One of the most haunting of Rumshinky’s melodies is “Kidush” (“Kiddush”), the closing number in Act One . It is about as close to a representation of what Shabbat meant to the immigrant Jews of the time as can possibly be found today. The chorus work is quite good and the conductor and music director Zalmen Mlotek uses his baton quite effectively in bringing back these historic pieces with his 14-piece orchestra.
Merete Muenter did a great job as choreographer, especially considering the large number of players on what is a fairly small stage with little wing space. Paying close attention to details in sketches gleaned from historical research, designer Izzy Fields created marvelous costumes that complimented the set design by John Dinning.
The painstaking process of reassembling the libretto and music from the research materials by the National Yiddish Theatre Folksbeine may have been a somewhat limiting factor in bringing the project together. In many cases best guesses were employed by those who found missing passages and some notes were rewritten that seemed flat or out of place. But the work is largely the way it was first seen by audiences nearly a century ago.

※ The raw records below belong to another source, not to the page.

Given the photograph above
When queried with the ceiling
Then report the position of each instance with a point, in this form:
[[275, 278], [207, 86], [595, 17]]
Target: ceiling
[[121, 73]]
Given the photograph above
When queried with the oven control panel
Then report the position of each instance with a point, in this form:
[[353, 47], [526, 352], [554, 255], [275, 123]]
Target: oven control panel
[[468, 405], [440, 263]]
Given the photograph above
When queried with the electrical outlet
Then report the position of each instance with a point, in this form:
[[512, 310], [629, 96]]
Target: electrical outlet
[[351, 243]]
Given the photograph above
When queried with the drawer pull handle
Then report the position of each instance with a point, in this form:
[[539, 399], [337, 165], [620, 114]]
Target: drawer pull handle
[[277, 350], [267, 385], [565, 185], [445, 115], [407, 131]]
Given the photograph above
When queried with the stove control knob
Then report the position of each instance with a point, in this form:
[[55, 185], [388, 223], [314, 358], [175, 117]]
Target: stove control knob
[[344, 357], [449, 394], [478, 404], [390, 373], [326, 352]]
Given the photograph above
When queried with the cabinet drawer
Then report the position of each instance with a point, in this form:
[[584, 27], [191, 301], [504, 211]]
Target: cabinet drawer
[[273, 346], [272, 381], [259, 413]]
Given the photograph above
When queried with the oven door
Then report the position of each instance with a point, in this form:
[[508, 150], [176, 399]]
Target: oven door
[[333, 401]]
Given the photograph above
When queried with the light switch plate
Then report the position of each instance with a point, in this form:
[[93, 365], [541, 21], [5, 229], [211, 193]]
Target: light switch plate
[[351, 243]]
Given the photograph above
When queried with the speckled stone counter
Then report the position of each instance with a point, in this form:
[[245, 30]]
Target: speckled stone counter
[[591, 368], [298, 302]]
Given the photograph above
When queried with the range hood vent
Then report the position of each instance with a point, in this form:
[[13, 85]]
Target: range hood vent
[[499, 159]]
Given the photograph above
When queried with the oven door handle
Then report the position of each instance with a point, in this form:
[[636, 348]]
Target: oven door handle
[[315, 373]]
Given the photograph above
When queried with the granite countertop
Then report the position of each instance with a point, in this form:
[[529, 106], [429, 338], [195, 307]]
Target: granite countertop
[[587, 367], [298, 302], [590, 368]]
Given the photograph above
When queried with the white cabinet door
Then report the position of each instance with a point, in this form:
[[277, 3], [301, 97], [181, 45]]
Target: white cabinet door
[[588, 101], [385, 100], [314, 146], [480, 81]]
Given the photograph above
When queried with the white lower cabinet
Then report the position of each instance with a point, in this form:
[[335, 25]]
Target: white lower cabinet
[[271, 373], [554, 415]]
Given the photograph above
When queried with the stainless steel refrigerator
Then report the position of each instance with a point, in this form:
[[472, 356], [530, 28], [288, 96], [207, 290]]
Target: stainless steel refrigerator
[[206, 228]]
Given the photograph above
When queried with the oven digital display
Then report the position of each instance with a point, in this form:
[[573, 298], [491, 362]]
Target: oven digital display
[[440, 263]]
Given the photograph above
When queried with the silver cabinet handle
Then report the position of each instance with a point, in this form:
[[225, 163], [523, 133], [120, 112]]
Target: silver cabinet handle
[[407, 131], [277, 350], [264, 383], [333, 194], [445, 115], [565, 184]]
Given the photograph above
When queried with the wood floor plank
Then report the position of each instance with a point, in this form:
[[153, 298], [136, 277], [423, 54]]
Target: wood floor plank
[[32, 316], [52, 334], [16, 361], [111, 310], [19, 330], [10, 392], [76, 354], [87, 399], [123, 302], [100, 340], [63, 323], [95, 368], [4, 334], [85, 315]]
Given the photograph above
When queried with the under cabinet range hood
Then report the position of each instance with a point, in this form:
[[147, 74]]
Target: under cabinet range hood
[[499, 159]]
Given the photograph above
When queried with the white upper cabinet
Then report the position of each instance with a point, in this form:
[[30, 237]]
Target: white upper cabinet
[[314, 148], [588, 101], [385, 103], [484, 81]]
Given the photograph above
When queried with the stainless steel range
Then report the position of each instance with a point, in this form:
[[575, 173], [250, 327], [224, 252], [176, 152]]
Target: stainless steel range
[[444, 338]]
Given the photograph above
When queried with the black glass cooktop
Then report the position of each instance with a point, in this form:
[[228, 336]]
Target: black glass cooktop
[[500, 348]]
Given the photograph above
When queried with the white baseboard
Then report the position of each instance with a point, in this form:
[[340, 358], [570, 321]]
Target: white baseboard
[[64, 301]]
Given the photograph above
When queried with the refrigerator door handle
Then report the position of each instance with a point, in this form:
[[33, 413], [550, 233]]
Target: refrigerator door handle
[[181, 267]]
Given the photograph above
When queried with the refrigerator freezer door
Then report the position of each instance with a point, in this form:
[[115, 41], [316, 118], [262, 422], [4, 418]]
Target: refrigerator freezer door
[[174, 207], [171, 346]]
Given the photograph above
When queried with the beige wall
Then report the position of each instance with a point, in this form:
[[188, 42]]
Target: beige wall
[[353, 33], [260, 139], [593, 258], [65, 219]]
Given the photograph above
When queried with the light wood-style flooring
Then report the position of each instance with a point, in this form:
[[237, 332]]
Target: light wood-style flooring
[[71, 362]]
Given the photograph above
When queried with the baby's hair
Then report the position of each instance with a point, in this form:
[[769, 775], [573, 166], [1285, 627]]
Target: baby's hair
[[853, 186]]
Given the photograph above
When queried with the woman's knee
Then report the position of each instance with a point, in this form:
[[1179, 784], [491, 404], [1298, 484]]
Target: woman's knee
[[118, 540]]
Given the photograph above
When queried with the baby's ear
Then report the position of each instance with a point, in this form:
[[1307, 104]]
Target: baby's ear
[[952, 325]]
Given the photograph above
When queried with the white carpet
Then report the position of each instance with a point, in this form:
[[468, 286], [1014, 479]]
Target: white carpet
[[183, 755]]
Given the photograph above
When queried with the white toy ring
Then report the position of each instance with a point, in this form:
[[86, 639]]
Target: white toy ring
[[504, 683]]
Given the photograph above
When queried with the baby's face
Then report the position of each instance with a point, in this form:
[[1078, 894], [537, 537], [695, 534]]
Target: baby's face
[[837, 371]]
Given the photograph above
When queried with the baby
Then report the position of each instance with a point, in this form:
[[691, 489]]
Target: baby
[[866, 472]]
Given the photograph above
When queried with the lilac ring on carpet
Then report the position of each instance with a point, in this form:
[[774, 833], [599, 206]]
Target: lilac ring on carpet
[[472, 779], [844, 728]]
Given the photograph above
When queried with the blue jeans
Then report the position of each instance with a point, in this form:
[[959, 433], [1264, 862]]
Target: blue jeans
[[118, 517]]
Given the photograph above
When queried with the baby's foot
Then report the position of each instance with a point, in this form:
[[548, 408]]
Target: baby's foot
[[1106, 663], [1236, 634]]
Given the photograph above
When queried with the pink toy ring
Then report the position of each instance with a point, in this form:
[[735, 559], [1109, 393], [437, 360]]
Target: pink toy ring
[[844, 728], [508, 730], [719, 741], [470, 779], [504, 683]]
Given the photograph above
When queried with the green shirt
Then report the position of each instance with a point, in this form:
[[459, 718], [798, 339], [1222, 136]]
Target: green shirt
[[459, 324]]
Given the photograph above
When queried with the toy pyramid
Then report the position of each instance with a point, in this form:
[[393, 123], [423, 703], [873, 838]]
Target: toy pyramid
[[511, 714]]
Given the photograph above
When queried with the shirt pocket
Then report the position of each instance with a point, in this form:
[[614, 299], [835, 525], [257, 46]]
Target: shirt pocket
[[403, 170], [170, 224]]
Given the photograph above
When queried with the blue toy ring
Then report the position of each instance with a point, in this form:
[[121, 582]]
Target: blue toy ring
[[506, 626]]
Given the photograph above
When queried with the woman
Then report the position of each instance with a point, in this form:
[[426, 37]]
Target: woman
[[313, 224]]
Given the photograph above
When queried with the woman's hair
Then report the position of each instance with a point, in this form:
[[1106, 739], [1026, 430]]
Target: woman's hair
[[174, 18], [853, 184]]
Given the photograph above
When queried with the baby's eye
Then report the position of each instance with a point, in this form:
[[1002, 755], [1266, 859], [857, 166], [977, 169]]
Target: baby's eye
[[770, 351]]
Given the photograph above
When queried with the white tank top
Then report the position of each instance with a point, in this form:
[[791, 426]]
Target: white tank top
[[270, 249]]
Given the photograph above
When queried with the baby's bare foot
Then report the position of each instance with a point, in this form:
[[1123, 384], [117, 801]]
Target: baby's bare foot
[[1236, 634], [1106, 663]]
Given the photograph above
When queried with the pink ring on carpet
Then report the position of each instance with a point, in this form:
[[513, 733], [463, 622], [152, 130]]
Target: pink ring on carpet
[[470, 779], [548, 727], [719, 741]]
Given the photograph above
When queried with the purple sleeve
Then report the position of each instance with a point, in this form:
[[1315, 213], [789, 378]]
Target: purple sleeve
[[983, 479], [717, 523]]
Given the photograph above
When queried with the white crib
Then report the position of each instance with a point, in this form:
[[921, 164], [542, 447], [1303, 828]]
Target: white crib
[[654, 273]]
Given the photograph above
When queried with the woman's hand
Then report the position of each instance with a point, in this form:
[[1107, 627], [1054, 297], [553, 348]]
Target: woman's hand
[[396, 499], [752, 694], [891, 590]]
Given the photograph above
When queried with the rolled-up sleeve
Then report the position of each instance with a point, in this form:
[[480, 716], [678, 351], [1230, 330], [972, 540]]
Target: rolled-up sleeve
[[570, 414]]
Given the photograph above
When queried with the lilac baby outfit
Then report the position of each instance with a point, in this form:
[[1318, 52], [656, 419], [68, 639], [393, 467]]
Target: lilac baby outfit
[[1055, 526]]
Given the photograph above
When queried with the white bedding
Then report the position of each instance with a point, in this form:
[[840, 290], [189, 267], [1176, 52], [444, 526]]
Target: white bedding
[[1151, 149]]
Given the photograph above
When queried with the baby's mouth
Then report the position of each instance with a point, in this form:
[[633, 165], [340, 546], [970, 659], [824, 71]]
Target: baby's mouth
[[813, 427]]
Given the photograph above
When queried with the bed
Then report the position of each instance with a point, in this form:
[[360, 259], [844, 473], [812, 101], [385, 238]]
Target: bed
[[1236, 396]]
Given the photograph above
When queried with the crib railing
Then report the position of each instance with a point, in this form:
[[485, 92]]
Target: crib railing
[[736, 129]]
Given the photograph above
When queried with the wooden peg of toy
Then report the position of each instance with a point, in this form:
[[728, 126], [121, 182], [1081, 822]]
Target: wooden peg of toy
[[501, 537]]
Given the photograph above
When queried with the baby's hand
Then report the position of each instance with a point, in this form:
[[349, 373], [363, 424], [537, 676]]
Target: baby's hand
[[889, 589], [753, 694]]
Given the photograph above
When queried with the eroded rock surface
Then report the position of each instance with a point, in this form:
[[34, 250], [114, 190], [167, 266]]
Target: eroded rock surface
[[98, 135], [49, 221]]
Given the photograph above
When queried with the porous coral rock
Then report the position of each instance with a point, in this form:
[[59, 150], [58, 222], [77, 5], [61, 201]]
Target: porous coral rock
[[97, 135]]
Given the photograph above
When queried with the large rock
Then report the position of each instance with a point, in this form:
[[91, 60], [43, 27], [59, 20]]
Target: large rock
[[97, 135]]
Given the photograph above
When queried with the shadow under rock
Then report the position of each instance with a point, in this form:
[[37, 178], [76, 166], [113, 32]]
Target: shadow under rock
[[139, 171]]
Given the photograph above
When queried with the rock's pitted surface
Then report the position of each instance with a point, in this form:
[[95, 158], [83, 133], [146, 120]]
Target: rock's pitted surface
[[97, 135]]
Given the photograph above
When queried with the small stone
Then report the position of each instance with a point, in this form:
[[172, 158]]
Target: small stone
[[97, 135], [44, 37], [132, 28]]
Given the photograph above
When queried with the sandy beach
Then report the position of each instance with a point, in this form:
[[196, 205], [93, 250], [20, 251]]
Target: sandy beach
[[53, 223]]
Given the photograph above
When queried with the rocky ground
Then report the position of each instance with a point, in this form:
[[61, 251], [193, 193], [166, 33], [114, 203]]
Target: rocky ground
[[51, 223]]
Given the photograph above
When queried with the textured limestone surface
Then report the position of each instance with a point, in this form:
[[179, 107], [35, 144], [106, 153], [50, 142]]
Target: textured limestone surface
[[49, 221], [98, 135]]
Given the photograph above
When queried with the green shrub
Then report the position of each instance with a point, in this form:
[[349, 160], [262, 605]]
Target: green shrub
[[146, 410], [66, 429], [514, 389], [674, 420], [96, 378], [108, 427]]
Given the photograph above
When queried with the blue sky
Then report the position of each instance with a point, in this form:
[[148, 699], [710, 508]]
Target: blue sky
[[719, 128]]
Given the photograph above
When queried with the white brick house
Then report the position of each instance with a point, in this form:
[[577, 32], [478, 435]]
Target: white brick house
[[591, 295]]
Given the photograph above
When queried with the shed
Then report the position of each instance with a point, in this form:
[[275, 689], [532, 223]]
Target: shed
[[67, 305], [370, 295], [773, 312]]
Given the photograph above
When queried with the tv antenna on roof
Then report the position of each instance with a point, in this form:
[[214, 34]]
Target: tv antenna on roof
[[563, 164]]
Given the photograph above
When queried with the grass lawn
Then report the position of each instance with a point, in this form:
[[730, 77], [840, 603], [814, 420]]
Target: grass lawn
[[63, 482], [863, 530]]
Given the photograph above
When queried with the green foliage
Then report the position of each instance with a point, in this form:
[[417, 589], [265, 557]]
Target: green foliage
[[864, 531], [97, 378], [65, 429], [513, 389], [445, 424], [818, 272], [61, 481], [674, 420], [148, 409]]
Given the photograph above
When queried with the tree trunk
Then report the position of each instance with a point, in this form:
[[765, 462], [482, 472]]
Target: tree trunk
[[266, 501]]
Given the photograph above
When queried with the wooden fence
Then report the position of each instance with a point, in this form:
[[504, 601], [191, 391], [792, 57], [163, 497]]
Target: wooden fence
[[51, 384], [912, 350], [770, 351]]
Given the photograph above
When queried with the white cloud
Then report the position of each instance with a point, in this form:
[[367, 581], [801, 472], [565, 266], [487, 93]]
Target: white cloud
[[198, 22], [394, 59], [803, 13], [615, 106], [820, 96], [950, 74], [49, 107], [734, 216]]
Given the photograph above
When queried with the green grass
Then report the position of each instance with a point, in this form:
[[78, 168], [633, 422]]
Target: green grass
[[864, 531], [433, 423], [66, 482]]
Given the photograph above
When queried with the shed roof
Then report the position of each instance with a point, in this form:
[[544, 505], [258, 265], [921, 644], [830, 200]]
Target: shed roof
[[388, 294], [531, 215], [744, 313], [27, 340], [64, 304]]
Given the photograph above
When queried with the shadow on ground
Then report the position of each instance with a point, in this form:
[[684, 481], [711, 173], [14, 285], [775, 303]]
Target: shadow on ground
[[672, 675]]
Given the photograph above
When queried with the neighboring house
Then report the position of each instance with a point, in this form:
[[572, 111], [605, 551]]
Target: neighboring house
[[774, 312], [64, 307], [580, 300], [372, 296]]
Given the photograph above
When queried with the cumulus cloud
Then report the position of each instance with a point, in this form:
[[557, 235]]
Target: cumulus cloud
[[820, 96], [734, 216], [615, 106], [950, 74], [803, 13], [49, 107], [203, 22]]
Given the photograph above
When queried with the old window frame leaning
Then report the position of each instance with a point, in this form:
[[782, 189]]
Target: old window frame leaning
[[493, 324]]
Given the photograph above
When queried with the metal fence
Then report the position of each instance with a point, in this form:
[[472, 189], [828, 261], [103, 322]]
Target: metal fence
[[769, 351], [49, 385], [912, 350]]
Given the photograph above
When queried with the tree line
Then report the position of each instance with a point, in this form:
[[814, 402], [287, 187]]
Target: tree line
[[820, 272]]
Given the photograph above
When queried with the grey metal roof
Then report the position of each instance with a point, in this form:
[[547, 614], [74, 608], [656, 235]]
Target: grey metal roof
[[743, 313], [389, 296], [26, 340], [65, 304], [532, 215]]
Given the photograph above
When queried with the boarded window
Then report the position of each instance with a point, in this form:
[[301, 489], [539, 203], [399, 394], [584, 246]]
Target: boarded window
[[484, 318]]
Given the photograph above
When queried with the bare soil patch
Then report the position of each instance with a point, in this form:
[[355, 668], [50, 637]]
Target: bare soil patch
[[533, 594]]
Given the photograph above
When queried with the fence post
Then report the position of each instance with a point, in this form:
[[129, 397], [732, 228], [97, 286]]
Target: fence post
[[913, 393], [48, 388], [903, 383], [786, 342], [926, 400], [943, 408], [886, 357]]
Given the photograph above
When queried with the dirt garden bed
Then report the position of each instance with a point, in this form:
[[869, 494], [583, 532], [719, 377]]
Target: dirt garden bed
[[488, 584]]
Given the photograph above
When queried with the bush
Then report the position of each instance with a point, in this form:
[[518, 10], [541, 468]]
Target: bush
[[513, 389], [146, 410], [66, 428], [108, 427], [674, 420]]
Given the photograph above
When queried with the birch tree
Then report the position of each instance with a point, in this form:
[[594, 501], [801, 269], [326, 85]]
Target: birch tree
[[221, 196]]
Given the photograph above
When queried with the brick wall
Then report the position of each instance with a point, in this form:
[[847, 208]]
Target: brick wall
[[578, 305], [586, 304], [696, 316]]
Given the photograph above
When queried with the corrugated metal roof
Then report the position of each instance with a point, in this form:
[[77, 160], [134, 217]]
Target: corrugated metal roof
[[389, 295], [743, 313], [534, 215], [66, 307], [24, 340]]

Interestingly, Freida Freiman gets credit for the work now, although her husband Louis was first listed as the librettist, probably due to fears of a backlash against a woman writer. The operetta’s rather simplistic, naîve and unlikely libretto, though, is more problematic for modern audiences than it was at its premiere. Most target audience members were almost all recently immigrated from Europe and most likely indifferent to expecting more than such simple fare.
“Di Goldene Kale” (“The Golden Bride”) continues at the Museum of Jewish Heritage, 33 Battery Park Place in New York, Sundays through Thursdays until August 28. (No shows on August 14, 16 and 23). Tickets are $40.00 with discounts for museum members and groups. Tickets also entitle the bearer to a tour of the exhibits. For ticket information call 646-437-4202.